A ella le gustaba mirar hacia el interior de las ventanas iluminadas. Cuando paseábamos al atardecer llevaba siempre un ojo puesto en las alturas, y cada luz llamaba su atención. La mayoría de aquellas viviendas eran liquidadas, tras apenas un vistazo, con una mueca de desprecio, pero cuando encontraba una de su agrado, la iluminación adecuada, una decoración afortunada, me apretaba con fuerza el brazo y decía "¡mira! ¡mira!", y su cara se iluminaba. Yo no acababa de entender qué era aquello que le llamaba tanto la atención, pero su entusiasmo resultaba tan contagioso que empecé a participar del juego, y pronto aprendí a reconocer las casas que más despertaban su interés, y si las divisaba antes que ella le decía "mira, ahí" y ella decía "¡sí! ¡sí!". Creo que en el fondo lo que le gustaba era situarse por un instante en su propio futuro, e imaginarse como habitante de esos hogares perfectos, marco, no podía ser de otra manera, de vidas a su vez perfectas.

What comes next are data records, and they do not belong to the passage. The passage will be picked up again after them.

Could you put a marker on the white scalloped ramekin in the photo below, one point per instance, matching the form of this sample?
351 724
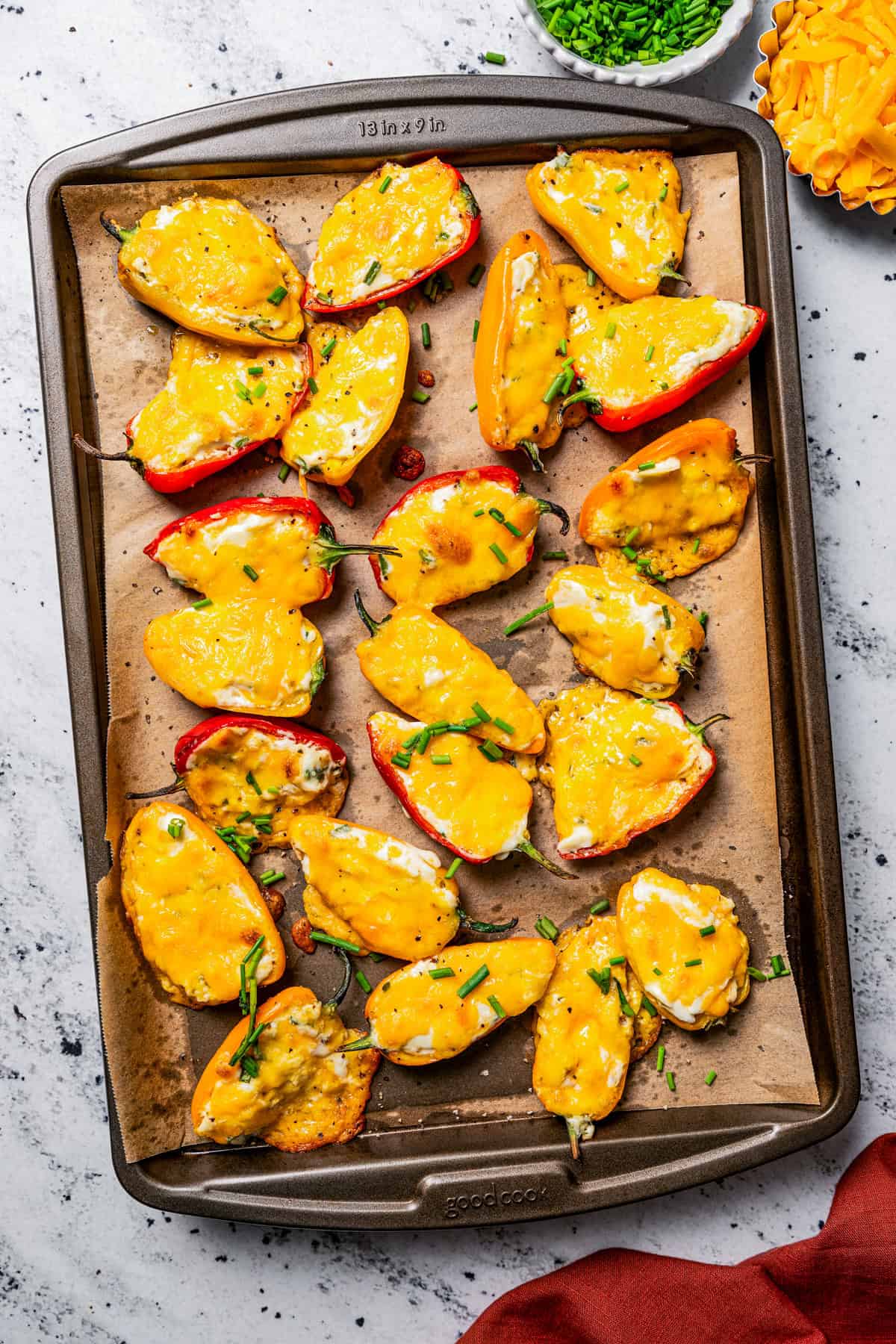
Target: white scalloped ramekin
642 77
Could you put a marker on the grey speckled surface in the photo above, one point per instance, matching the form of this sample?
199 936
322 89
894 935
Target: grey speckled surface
80 1261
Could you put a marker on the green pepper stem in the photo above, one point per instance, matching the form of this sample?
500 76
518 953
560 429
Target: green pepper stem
699 729
528 848
335 1001
550 507
484 927
374 626
531 450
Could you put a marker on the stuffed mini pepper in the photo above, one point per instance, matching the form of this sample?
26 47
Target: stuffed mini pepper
354 396
622 629
673 505
374 892
460 532
653 355
399 225
213 267
284 1075
437 1008
193 907
520 370
618 765
620 210
685 947
428 668
462 793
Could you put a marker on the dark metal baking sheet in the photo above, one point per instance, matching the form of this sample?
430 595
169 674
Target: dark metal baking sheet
480 1172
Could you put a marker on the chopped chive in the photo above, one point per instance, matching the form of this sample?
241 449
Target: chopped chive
539 611
476 979
546 927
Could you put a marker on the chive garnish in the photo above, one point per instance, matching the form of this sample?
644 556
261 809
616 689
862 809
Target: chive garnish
529 616
334 942
476 979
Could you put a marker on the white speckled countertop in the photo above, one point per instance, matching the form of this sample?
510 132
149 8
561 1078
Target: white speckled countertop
78 1260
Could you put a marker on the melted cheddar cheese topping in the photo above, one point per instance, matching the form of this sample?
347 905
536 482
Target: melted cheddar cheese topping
474 806
408 228
517 355
294 779
656 344
583 1038
694 979
217 269
428 668
415 1019
253 655
211 403
620 210
193 907
307 1092
359 383
373 890
623 631
680 502
447 534
617 765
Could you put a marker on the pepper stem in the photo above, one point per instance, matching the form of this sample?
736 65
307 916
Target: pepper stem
335 1001
550 507
366 616
528 848
159 793
117 230
699 729
484 927
531 450
574 1142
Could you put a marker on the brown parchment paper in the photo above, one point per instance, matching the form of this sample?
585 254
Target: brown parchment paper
727 836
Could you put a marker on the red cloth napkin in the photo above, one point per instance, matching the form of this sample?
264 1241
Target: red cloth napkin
836 1288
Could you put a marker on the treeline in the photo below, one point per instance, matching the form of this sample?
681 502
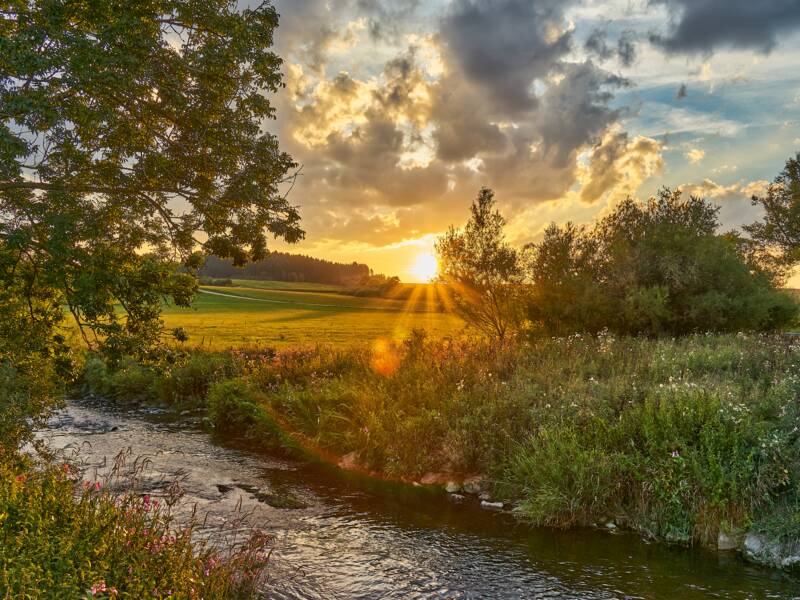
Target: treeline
660 267
281 266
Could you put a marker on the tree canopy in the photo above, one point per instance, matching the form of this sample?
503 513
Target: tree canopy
482 269
132 141
131 136
657 267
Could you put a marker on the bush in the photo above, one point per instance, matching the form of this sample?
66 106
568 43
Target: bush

Sus favoritos eran los áticos con grandes ventanales. Yo ahora vivo en un ático, y en ciertas ocasiones, en el marco de una resaca melancólica o en un atardecer de entretiempo o en un diciembre nefasto como todos los diciembres, me asomo al ventanal y me pregunto qué vería ella si estuviese ahí abajo. Seguramente le llamaría la atención la luz rotunda de alguna fiesta absurda o la luz tenue del día a día o los fogonazos a oscuras de un televisor encendido. Y vería las estanterías llenas de libros y discos, y las fotos enmarcadas, y la total ausencia de flora decorativa. Y todo le resultaría muy sugerente, seguro, y probablemente se situaría en ese futuro que jamás fue, y desde allí malinterpretaría una vida que de perfecta no tiene ni las ganas de serlo.
Últimamente no sé muy bien qué es lo que hago ni por qué, ni falta que hace.